Both these alternative humans disappeared at a time when midsummer’s day fell around June 21st in the northern hemisphere – just as it does today. The dates on which astronomical events such as the summer and winter solstices and the spring and autumn equinoxes fall, move backwards through the calendar by one day (around one Megalithic degree) every seventy-one years. This is due to the long, slow wobble of the Earth on its axis, known as ‘the precession of the equinoxes’ which takes 25,920 years for each cycle.
This movement through the calendar has no effect on people at all, but it is interesting to note that a recent discovery suggests we were not alone as a species as recently as 13,000 years ago, when the summer solstice in the northern hemisphere fell in late December; the exact opposite of where it is right now.
The discovery of what is claimed to be a previously unknown branch of hominid occurred on the island of Flores, near Java, and was announced to the world in 2004. Remains have been found of a dwarf hominid, named Homo floresiensis, which was only as tall as a modern three-year-old with a facial morphology very different to
Homo sapiens. Strangely, these miniature people had mini-brains yet they produced relatively sophisticated tools.
Not only have we recently shared the planet with other hominids, it now seems that the ancestors of today’s Europeans may have interbred with other types of human in the not too distant past.
As part of a large-scale gene-mapping programme, researchers at deCODE Genetics in Reykjavik, Iceland, were looking at the families of nearly 30,000 Icelanders. They found that women who had an inversion on chromosome 17 had, on average, 3.5 per cent more children than women who did not. Kari Stefansson, deCODE’s chief executive, considered this to be a very significant impact in terms of an evolutionary timescale. It is possible to roughly date the origin of this phenomenon by counting the number of genetic differences that have accumulated in it compared to a normal DNA sequence.
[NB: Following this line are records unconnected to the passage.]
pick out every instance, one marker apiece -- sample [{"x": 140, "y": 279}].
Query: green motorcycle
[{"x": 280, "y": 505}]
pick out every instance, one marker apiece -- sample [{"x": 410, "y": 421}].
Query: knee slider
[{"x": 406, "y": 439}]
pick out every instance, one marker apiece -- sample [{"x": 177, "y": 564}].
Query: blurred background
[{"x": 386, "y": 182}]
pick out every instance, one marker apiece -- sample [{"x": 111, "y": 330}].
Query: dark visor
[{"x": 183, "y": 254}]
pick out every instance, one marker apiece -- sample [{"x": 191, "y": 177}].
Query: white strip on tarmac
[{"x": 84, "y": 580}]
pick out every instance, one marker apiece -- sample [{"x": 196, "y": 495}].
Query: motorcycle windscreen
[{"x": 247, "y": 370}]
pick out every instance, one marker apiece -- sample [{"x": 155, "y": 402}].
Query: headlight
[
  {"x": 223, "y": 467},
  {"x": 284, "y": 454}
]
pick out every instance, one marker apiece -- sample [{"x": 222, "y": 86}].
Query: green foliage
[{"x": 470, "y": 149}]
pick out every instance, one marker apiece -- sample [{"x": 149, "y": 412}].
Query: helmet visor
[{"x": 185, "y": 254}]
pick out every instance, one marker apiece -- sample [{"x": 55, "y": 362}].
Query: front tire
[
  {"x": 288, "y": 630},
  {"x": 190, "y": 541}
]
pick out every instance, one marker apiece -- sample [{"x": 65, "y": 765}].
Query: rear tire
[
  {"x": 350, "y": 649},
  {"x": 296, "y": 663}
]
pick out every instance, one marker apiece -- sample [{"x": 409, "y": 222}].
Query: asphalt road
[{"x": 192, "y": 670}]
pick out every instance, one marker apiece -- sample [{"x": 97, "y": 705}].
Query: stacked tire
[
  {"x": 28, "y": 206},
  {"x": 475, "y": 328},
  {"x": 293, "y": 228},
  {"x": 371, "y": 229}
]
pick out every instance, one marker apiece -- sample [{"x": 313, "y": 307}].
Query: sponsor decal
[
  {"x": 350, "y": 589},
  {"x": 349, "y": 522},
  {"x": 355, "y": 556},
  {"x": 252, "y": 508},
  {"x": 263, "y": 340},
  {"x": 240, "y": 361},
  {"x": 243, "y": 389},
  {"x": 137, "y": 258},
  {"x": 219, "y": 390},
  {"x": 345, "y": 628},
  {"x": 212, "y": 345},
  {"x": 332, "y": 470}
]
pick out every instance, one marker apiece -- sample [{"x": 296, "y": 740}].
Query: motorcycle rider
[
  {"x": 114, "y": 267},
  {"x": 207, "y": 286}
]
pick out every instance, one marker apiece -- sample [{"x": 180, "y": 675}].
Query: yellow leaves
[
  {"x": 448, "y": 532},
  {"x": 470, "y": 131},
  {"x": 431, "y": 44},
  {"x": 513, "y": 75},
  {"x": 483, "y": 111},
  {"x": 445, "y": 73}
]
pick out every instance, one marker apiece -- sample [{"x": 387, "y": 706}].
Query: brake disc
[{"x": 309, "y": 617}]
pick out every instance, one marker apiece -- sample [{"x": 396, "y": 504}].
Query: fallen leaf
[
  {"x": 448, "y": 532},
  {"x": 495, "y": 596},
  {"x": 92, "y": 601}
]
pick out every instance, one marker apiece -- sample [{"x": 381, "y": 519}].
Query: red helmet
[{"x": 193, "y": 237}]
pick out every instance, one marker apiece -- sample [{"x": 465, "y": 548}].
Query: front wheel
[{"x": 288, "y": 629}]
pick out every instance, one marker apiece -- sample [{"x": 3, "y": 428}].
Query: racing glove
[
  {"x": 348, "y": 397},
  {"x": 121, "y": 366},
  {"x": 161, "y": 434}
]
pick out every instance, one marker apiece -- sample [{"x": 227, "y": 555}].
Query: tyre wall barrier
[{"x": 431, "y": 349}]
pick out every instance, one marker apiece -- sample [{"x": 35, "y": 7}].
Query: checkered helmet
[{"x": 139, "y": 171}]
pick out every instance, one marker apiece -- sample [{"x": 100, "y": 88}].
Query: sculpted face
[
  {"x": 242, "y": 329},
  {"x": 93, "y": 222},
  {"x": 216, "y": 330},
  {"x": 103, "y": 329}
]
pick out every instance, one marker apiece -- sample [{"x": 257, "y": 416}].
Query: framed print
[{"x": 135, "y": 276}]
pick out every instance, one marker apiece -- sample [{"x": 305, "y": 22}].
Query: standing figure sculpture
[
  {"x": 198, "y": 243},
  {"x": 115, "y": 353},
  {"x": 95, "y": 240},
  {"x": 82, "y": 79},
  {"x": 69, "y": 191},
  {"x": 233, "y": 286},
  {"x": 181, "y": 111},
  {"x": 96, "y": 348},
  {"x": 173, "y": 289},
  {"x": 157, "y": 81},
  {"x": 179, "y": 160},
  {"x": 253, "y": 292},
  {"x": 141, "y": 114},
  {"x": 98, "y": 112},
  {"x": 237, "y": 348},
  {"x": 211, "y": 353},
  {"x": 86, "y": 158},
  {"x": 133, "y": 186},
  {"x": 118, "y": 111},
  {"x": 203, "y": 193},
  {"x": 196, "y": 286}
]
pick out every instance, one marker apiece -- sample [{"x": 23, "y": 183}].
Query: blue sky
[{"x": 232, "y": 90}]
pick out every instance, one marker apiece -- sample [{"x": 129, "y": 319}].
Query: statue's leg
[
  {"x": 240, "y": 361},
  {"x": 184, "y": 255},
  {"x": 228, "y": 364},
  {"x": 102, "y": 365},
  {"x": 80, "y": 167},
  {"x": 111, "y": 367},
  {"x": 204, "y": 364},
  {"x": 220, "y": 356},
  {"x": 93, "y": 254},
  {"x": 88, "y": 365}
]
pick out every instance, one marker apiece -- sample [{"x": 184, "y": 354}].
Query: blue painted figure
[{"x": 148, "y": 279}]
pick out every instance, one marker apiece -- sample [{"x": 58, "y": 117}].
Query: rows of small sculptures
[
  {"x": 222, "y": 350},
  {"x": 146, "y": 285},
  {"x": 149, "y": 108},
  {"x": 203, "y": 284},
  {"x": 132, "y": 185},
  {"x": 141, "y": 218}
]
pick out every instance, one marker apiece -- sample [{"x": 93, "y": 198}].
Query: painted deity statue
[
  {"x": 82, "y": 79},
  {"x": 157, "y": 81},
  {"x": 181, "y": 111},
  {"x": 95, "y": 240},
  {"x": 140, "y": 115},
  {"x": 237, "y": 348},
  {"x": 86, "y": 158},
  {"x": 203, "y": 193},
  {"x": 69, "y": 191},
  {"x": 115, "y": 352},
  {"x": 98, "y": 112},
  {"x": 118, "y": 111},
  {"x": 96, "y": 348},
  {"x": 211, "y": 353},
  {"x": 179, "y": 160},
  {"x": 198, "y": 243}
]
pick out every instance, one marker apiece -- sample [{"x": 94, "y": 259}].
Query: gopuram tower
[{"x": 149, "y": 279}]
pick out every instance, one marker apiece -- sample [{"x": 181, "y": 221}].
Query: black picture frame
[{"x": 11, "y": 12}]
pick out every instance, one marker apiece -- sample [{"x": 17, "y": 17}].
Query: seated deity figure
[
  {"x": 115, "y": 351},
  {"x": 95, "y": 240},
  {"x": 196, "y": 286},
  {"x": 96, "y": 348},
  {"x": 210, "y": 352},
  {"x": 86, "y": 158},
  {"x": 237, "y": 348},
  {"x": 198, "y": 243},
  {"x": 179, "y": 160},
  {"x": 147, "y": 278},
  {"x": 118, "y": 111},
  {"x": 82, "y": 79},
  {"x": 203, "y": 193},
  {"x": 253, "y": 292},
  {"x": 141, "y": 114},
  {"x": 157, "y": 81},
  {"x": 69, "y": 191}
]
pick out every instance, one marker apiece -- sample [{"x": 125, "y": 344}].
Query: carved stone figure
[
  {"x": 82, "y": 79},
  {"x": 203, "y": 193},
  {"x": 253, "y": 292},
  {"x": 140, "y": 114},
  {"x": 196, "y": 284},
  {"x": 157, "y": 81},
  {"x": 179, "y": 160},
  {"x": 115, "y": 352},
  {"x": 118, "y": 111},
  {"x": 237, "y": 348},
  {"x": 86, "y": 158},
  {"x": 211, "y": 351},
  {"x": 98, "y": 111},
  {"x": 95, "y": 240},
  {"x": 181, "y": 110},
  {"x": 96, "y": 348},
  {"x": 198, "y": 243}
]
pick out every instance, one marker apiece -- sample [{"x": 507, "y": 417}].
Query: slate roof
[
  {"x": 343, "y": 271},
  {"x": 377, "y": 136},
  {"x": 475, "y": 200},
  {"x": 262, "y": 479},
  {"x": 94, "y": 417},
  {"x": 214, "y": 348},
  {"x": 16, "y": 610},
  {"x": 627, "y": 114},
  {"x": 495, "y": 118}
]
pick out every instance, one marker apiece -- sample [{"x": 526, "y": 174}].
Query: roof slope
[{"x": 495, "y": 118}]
It turns out that this element has so many differences that it must have occurred about three million years ago. Which is long before modern humans evolved.
Stefansson has suggested that this element of the DNA might have been native to some other species of early human and came to our own species around 50,000 years ago. He added: ‘There aren’t all that many ways you can explain it except by the reintroduction into the modern human population… That raises the possibility it was reintroduced by cross-breeding with earlier species.’22
But as these other humans disappeared, Homo sapiens developed a growing intelligence that allowed us to begin to manipulate the environment in which we live. The great breakthrough was the development of agriculture – a move that allowed civilization to emerge.
With civilization came the ability to count and ultimately a way of expressing language in a written form. Knowledge that had once been laboriously passed from one generation to the next could now be stored and retrieved from places outside the human brain. Intelligence also created technology and a great desire to understand the workings of the world and the cosmos of which it was part. But this curiosity began long before we sent representatives of our species to walk on the Moon. It had been present for more than 30,000 years, when the first lunar calendars were created. It is almost certain that after the Sun, the Moon was the most important heavenly body to captivate our species.